Am 19.05.2003 beantragte der Kläger bei der Beklagten die Gewährung einer Altersrente. Er verfüge über Ghetto-Beitragszeiten, da er von Anfang 1940 bis Februar 1943 innerhalb des Ghettos Warschau im Metallressort in seinem Beruf als Schlosser gearbeitet habe. Er habe täglich von 7.00 bis 17.00 Uhr gearbeitet. Die Tätigkeit habe er durch Vermittlung des Judenrates erhalten. Hierfür habe er kein Geld, sondern Beherbung im Ghetto, Verpflegung (ein wenig Brot und Suppe), insbesondere jedoch Schutz vor Deportierung in Vernichtungslager und Tod erhalten. Diesen Antrag lehnte die Beklagte mit Bescheid vom 14.08.2003 ab. Die vom Kläger geltend gemachte Beschäftigung begründe keine Ghetto-Beitragszeit, da der Kläger weder Entgelt noch Sachbezüge erhalten habe.

Hiergegen erhob der Kläger Widerspruch. Er habe sehr wohl ein Entgelt für die von ihm geleistete Arbeit erhalten, nämlich Schutz vor dem Tod. Diesen Widerspruch wies die Beklagte mit Widerspruchsbescheid vom 27.11.2003 aus den Gründen des Ablehnungsbescheides vom 14.08.2003 zurück.

Dagegen hat der Kläger am 00.00.0000 Klage erhoben.

Der Kläger ist nach wie vor der Auffasung, entgeltlich tätig geworden zu sein. Die Beschäftigung sei für ihn der einzige Schutz gegen Deportierung und Tod gewesen. Zudem habe er regelmäßig einmal wöchentlich "Tallons" für Verpflegung erhalten: etwa 2 kg Brot, zweimal täglich Suppen und Gemüse. Von Zeit zu Zeit habe der Arbeitgeber zusätzlich Brot und "Gemüsemarmelade" zugeworfen.

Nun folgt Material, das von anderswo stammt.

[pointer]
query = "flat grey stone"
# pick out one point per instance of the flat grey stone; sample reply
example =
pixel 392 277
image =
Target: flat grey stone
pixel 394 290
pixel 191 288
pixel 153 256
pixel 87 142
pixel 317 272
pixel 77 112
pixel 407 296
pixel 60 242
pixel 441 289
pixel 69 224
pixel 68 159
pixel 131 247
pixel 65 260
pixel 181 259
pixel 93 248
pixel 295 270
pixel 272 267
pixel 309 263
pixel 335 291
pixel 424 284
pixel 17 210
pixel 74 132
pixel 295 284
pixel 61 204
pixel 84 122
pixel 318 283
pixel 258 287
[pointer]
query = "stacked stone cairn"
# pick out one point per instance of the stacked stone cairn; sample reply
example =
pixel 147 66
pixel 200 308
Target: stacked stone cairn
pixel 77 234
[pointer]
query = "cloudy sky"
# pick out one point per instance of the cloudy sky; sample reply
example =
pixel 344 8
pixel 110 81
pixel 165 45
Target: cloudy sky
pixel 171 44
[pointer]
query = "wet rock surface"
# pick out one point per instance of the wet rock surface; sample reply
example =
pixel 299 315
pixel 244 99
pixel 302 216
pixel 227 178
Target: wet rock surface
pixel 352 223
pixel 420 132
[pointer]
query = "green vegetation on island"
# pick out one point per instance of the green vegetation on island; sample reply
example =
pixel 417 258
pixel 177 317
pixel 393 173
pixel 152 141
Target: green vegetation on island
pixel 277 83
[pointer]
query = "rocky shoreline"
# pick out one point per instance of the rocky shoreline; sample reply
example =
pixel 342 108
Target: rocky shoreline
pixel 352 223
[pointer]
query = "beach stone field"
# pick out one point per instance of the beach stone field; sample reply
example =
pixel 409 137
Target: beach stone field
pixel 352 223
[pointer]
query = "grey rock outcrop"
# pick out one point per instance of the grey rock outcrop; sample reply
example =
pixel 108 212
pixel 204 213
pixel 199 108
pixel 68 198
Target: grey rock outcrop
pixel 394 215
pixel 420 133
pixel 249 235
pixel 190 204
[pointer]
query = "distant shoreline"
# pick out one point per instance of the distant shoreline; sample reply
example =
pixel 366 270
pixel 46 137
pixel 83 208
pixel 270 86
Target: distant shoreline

Der Kläger beantragt schriftsätzlich sinngemäß,

die Beklagte unter Aufhebung des Bescheides vom 14.08.2003 in Gestalt des Widerspruchsbescheides vom 27.11.2003 zu verurteilen, ihm ab 01.07.1997 Regelaltersrente unter Berücksichtigung von Ghetto-Beitragszeiten von Januar 1940 bis Februar 1943 sowie unter weiterer Berücksichtigung von Ersatzzeiten - ggf. nach Entrichtung freiwilliger Beiträge - nach Maßgabe der gesetzlichen Bestimmungen zu gewähren.

Die Beklagte beantragt schriftsätzlich,

die Klage abzuweisen.

Die Beklagte hält die getroffene Entscheidung für zutreffend.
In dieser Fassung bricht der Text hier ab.